Mais, à la différence des décennies passées, « l’exclusion du logement » résulte aujourd’hui d’une inadéquation qualitative entre l’offre et la demande de logements, plus que d’une insuffisance quantitative : il manque surtout des logements accessibles aux personnes à faibles revenus. Or, « l’insécurité sociale » touche un nombre croissant de personnes : plus de 3,5 millions vivent en France sous le seuil de pauvreté ; le taux de chômage avoisine 10% de la population active ; le nombre de bénéficiaires de minima sociaux ne cesse de croître ; et les salariés subissent le développement d’emplois précaires, insuffisamment rémunérés pour assurer l’accession au logement.
Les politiques successives d’éradication de l’habitat insalubre, ainsi que les investissements immobiliers des grands groupes financiers, ont considérablement réduit le parc privé de logements locatifs à bon marché, dans ses diverses formes, mais cette réduction des « logements de passage », dont la fonction était d’accueillir des personnes aux faibles ressources, n’a pas tari pour autant la demande. Se loger aujourd’hui, lorsqu’on dispose de peu de ressources, est devenu une véritable gageure.

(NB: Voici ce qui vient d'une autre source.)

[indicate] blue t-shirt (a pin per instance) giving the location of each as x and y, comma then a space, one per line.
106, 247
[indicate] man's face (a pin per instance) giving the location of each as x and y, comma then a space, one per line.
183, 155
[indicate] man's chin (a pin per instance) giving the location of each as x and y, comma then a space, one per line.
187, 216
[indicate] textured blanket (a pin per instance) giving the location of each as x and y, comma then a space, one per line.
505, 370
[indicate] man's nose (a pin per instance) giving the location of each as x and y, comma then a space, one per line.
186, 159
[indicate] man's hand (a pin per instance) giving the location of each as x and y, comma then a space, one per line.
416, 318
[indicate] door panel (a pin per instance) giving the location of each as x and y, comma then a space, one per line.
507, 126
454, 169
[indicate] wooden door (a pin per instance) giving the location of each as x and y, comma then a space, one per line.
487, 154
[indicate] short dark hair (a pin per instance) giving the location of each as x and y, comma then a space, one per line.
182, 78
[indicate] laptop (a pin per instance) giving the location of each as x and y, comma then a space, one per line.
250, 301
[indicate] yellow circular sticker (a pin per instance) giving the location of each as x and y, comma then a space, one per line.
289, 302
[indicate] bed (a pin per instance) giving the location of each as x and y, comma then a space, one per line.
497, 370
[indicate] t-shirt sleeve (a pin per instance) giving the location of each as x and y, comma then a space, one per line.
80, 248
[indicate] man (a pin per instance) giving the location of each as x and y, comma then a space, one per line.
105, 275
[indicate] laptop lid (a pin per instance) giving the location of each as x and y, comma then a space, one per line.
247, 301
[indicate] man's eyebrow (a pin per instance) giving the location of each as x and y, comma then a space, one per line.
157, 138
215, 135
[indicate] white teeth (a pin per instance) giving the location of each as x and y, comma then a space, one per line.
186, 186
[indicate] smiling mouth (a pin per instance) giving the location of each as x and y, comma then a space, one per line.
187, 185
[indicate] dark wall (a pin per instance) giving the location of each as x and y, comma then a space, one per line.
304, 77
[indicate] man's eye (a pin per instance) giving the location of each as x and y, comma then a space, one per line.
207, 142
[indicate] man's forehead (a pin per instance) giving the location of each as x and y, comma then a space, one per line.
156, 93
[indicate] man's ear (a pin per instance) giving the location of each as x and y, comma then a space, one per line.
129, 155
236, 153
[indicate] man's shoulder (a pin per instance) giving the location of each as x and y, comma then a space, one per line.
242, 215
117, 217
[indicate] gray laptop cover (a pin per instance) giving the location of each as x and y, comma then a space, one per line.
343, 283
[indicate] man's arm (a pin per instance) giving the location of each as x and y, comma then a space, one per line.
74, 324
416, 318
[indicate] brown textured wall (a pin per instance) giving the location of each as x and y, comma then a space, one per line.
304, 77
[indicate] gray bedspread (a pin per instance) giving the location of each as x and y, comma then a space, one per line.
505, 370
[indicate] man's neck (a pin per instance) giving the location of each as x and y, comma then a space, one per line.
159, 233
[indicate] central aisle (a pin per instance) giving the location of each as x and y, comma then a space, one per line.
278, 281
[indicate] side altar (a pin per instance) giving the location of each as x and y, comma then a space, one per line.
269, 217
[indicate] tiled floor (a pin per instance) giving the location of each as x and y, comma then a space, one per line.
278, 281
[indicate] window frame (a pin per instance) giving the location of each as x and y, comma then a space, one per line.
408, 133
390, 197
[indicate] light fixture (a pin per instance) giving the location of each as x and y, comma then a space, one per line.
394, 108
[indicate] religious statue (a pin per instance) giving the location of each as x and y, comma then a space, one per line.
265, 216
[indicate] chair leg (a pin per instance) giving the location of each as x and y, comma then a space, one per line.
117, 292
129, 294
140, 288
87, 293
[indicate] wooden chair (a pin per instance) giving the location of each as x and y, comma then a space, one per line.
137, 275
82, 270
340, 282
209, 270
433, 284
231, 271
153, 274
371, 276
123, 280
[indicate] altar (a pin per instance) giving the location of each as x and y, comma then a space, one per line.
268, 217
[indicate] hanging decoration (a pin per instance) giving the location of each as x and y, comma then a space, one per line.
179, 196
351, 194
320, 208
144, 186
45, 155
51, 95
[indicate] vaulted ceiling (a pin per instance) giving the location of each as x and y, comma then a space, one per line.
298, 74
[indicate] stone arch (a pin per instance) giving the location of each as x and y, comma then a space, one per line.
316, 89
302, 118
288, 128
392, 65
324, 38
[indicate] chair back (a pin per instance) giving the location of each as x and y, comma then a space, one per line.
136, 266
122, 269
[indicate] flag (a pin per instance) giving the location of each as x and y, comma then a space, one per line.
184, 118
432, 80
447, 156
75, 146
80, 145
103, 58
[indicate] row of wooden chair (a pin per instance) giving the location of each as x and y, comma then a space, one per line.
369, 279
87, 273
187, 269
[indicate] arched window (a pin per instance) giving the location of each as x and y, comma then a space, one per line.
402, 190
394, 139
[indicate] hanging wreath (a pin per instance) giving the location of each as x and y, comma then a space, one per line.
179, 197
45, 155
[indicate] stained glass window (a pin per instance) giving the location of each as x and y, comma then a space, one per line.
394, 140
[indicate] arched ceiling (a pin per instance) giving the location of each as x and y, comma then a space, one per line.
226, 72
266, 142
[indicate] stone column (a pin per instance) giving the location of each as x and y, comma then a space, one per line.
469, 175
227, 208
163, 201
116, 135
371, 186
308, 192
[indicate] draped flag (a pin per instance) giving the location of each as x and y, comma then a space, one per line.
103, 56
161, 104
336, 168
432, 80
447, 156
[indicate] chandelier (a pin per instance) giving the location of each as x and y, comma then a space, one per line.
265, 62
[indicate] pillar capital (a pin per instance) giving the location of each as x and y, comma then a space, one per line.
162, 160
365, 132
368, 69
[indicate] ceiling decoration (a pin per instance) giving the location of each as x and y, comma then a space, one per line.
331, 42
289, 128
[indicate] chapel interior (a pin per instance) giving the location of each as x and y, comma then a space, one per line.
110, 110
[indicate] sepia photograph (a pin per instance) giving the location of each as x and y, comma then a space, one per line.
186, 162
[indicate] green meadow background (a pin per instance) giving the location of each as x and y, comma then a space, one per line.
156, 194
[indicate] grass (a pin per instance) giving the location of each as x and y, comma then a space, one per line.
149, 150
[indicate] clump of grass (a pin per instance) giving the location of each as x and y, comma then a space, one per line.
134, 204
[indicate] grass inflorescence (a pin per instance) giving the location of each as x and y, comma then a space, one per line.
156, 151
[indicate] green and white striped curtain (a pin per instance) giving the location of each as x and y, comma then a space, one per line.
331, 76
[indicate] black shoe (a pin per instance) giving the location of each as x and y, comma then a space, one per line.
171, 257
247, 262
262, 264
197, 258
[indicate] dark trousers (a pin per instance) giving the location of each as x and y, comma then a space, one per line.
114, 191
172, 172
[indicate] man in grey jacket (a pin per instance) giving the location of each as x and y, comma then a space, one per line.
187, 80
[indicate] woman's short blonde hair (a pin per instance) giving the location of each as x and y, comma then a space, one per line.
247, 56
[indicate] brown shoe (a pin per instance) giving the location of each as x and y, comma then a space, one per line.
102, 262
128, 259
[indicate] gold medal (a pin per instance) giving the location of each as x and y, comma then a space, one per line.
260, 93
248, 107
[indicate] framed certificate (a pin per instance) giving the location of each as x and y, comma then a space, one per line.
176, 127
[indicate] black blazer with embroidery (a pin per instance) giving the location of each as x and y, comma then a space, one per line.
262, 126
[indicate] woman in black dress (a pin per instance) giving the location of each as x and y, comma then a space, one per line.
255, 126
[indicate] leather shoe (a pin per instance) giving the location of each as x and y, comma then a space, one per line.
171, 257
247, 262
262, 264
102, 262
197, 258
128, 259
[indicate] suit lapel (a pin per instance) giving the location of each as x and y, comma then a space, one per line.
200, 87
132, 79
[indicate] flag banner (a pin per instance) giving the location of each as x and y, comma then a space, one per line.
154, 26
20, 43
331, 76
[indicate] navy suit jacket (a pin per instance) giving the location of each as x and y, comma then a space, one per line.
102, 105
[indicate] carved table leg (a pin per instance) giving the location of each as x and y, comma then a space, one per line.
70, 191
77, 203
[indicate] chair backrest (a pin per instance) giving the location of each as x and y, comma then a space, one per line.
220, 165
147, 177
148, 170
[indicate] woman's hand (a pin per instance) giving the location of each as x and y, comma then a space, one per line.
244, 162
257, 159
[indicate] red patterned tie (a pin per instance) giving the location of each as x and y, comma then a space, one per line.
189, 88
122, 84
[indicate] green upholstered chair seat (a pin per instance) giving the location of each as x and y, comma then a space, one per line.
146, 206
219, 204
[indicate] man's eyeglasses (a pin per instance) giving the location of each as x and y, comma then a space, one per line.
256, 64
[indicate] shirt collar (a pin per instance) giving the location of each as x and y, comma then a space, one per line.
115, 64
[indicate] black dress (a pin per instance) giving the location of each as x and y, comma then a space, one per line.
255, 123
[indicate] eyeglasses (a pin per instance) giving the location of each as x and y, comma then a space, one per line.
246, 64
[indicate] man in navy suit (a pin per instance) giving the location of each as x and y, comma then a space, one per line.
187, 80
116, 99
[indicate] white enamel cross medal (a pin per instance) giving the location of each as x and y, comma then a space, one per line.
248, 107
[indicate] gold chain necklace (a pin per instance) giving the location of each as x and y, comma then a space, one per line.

Selon les approches qui cherchent à cerner le « mal-logement », les estimations les plus courantes parlent de 3 millions de personnes mal logées, soit 5 % de la population française. Mais ce chiffre recouvre des situations différentes, avec 1,3 million de personnes en situation de « surpeuplement critique », plus d’un million vivant dans des logements dépourvus du confort de base, 500 000 en « habitat provisoire » (meublés, hotels), 41 000 en « habitat de fortune » (cabanes, constructions provisoires), 86 500 sans-domicile. Ces chiffres, diffusés par la Fondation Abbé Pierre, peuvent prêter à discussion, mais ils donnent un ordre d’idée.
La Loi de « Cohésion sociale » comporte un important volet « logement », qui est destiné d’une part à pallier l’insuffisance de logements adaptés aux besoins et aux ressources de nombreux ménages, d’autre part à éviter l’exclusion de publics défavorisés qui se sont réfugiés dans l’habitat indigne ou dans des formules d’hébergement temporaire. Cette loi prévoit plusieurs dispositions visant à relancer la construction de logements sociaux (500 000 en cinq ans), à redynamiser l’hébergement d’urgence, et à favoriser la mise sur le marché d’une offre locative privée à loyer abordable. Mais, des intentions aux réalisations, la route est particulièrement sinueuse… Et l’on ne peut qu’espérer que le verdict de la Fondation Abbé Pierre ne se révèle trop pessimiste. Dans son rapport 2005 sur le mal-logement, celle-ci juge en effet : « Tout laisse à penser que le compte n’y sera pas ».
3. Des pistes d’action pour nos Eglises ?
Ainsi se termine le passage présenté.